- Born: November 9, 1961 (age 63) St. Louis, Missouri, U.S.
- Occupation(s): MLB umpire Director of Umpire Development
- Years active: 1992–present
- Height: 6 ft 2 in (1.88 m)

= Rich Rieker =

American baseball umpire (born 1961)

Richard Gregory Rieker (born November 9, 1961) is an American baseball executive working as the Director of Umpire Development for Major League Baseball (MLB).

==Career==
Rieker spent thirteen seasons as a minor league umpire. Rieker made major league appearances as early as 1992 and he joined the National League full-time in 1996, after the death of John McSherry. Rieker worked throughout both major leagues in 2000 and 2001. He wore uniform number 16 during his National League career, then switched to number 38 after the National League and American League umpiring staffs merged in 2000.

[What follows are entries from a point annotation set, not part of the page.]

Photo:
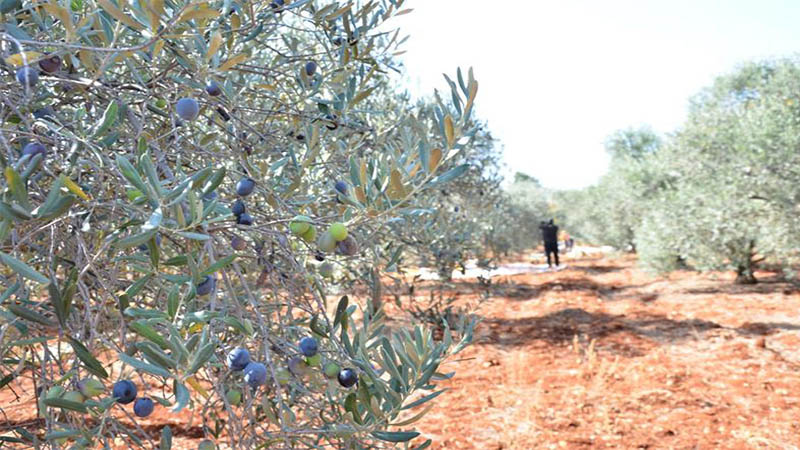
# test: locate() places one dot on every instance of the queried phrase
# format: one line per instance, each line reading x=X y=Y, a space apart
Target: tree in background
x=721 y=193
x=734 y=164
x=610 y=212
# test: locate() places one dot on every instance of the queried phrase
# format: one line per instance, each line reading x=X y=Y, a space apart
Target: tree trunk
x=744 y=275
x=744 y=272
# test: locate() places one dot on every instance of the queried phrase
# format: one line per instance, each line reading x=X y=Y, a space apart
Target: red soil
x=599 y=355
x=603 y=355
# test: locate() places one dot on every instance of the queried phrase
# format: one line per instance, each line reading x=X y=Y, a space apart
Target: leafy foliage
x=116 y=239
x=721 y=193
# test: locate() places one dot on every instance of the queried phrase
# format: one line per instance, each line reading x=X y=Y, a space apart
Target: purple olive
x=245 y=187
x=124 y=391
x=311 y=68
x=238 y=359
x=50 y=64
x=213 y=89
x=27 y=76
x=347 y=377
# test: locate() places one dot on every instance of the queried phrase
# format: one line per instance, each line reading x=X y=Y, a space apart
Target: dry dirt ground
x=602 y=355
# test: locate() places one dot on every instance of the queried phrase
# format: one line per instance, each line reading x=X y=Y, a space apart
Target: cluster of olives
x=124 y=392
x=255 y=374
x=244 y=187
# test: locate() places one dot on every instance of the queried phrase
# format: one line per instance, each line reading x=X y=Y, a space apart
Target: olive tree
x=733 y=169
x=184 y=184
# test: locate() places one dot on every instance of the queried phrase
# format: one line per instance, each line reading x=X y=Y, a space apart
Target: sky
x=557 y=77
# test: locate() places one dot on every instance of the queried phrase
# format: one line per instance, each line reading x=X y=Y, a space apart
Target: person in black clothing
x=550 y=238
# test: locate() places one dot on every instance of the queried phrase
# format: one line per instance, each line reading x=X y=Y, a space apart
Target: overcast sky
x=557 y=77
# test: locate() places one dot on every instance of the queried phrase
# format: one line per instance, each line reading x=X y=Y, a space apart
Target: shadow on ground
x=560 y=327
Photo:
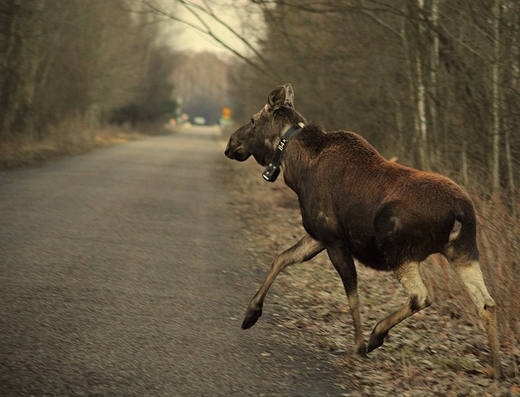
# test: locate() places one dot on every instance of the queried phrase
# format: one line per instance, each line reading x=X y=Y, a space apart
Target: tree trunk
x=496 y=94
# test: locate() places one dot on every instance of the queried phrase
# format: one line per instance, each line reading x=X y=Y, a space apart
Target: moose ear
x=280 y=96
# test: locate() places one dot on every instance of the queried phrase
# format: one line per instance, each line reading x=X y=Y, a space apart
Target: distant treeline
x=95 y=61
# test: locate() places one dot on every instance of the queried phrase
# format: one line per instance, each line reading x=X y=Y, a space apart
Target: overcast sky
x=234 y=13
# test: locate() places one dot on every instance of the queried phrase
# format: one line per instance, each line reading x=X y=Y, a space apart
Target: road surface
x=122 y=273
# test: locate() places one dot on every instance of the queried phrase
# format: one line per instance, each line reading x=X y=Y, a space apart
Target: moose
x=355 y=204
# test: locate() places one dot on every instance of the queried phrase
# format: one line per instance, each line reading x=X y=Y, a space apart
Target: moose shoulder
x=356 y=204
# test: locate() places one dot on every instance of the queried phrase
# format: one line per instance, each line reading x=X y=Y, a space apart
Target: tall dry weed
x=498 y=237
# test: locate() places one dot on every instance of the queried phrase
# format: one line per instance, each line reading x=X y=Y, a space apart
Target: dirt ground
x=441 y=351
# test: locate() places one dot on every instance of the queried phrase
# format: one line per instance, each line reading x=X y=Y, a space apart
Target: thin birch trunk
x=434 y=89
x=421 y=98
x=496 y=94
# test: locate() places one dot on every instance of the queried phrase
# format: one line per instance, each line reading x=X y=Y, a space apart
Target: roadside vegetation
x=78 y=75
x=435 y=84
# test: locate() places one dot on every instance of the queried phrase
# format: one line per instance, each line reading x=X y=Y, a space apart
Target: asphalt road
x=123 y=273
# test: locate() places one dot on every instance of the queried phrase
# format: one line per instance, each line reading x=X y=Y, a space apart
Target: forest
x=69 y=68
x=433 y=83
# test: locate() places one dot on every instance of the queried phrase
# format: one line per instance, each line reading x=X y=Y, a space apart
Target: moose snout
x=237 y=153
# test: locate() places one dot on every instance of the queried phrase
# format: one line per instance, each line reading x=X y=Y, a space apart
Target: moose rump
x=356 y=204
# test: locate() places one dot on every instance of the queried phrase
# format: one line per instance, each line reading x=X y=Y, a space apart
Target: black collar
x=273 y=169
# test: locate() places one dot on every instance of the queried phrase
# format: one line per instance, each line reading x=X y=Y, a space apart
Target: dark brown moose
x=356 y=204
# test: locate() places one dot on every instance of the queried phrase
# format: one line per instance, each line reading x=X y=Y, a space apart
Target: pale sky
x=236 y=13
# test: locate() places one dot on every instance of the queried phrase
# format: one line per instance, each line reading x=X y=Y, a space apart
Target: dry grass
x=68 y=138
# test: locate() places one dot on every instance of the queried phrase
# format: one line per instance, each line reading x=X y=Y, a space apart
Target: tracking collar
x=273 y=169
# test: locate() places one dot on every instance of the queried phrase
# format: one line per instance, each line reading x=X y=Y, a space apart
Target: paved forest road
x=122 y=273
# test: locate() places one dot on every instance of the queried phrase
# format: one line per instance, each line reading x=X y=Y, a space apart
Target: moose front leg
x=304 y=250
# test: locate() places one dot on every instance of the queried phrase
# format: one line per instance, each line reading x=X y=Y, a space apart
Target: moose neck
x=273 y=169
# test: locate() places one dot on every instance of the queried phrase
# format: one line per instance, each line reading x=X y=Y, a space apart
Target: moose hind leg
x=304 y=250
x=344 y=265
x=418 y=298
x=471 y=276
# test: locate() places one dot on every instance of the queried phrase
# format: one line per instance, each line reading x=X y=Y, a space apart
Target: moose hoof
x=361 y=350
x=252 y=316
x=375 y=341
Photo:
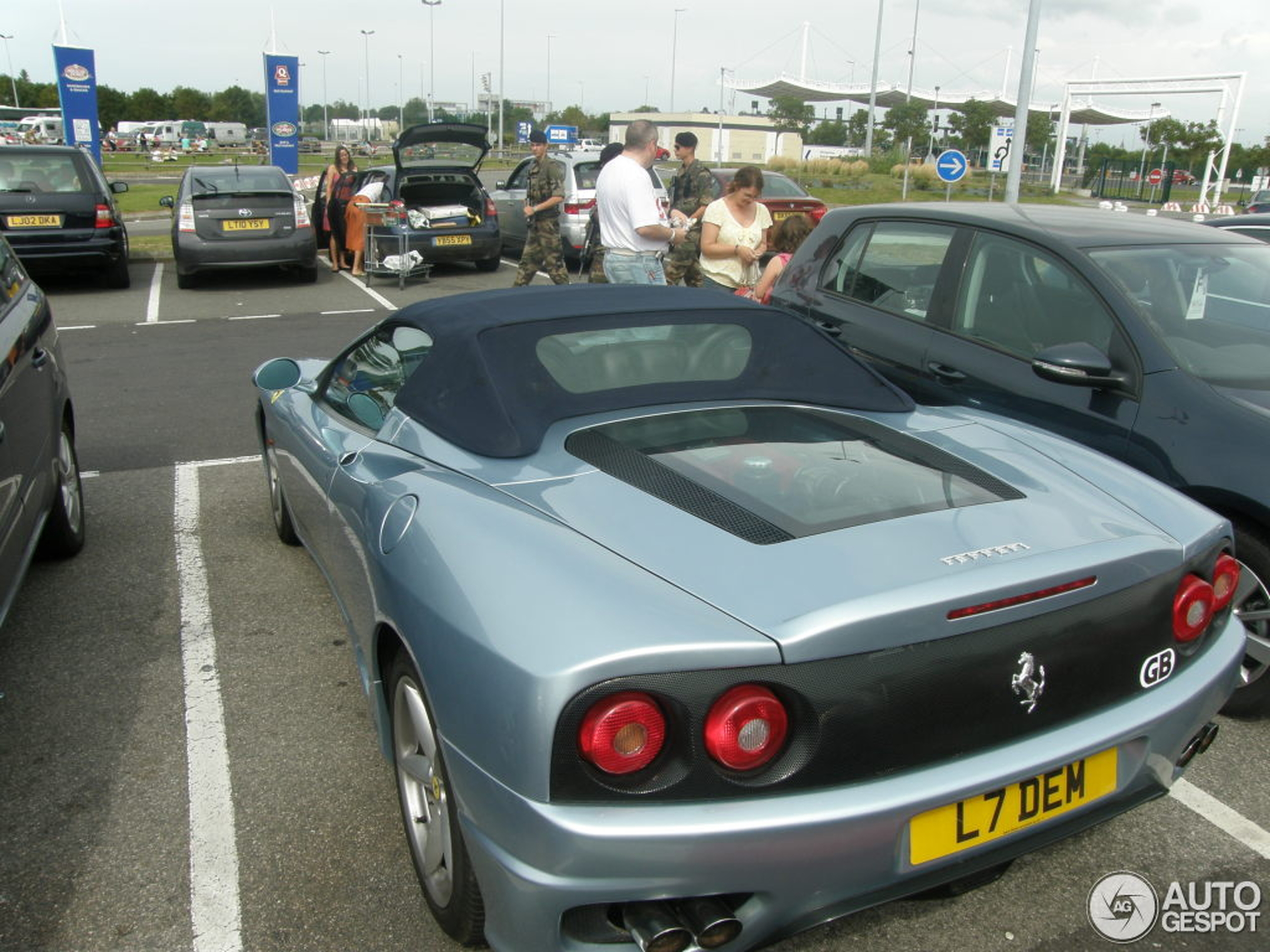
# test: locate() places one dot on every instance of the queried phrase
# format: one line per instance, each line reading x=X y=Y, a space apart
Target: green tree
x=908 y=121
x=191 y=103
x=145 y=104
x=972 y=123
x=858 y=128
x=827 y=133
x=792 y=114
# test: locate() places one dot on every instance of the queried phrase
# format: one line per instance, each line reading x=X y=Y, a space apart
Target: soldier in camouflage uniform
x=692 y=189
x=542 y=200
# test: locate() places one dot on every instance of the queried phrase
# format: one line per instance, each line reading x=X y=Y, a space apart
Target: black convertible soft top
x=488 y=387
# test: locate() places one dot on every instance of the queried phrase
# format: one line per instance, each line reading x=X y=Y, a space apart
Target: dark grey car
x=240 y=216
x=41 y=507
x=59 y=212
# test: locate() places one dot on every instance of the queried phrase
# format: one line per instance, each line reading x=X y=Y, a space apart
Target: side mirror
x=280 y=374
x=1078 y=365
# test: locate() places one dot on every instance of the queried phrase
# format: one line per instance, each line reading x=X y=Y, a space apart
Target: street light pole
x=550 y=37
x=432 y=55
x=366 y=126
x=326 y=99
x=10 y=57
x=675 y=46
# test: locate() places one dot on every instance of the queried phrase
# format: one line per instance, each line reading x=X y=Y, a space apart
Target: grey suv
x=41 y=507
x=581 y=170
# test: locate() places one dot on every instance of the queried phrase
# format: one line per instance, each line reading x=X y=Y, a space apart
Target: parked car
x=448 y=216
x=581 y=170
x=782 y=194
x=41 y=503
x=681 y=626
x=59 y=212
x=1144 y=338
x=239 y=216
x=1259 y=202
x=1252 y=225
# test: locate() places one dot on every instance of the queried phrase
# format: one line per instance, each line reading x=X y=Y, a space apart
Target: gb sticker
x=1158 y=668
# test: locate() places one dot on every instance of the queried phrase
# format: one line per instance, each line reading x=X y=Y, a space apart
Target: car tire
x=278 y=508
x=428 y=810
x=116 y=274
x=1252 y=607
x=64 y=532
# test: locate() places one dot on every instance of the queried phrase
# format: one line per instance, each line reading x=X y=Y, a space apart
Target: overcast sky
x=605 y=53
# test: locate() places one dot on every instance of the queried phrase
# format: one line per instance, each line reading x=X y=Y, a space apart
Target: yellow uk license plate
x=982 y=819
x=34 y=221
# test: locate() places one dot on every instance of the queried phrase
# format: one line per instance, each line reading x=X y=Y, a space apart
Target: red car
x=782 y=194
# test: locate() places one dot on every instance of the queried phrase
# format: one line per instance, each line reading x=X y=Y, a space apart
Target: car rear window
x=41 y=173
x=238 y=179
x=590 y=361
x=770 y=474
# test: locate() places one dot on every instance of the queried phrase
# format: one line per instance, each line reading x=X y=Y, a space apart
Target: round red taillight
x=1193 y=608
x=1226 y=581
x=746 y=728
x=622 y=733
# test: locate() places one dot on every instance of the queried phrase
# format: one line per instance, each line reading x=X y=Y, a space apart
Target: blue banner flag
x=282 y=111
x=76 y=89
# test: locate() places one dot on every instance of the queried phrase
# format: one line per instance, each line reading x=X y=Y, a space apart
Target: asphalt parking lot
x=188 y=761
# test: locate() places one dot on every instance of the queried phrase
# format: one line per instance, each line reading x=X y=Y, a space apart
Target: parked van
x=228 y=133
x=42 y=128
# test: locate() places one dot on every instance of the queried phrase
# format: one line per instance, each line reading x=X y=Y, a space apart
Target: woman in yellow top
x=734 y=234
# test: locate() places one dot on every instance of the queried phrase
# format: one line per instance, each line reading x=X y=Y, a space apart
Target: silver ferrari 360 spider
x=685 y=630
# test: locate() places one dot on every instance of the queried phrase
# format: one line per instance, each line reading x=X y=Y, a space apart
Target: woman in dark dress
x=338 y=184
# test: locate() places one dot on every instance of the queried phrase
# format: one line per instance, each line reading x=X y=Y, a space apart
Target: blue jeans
x=634 y=269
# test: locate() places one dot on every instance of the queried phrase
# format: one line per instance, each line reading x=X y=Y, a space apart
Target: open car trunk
x=440 y=189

Rieker umpired 1,001 regular season major league games in his 10-year career. He umpired in two division series (1999 and 2000), and the 1998 All-Star Game. Rieker was behind the plate when Mark McGwire hit his record-setting 69th and 70th home runs on September 27, 1998.

Since 2001, Rieker moved up to a supervisory role at Major League Baseball and in 2011 was named Director of Umpire Development.

==Personal life==
Rieker has an undergraduate degree in business from the University of Missouri–St. Louis. He lives in Orlando, Florida.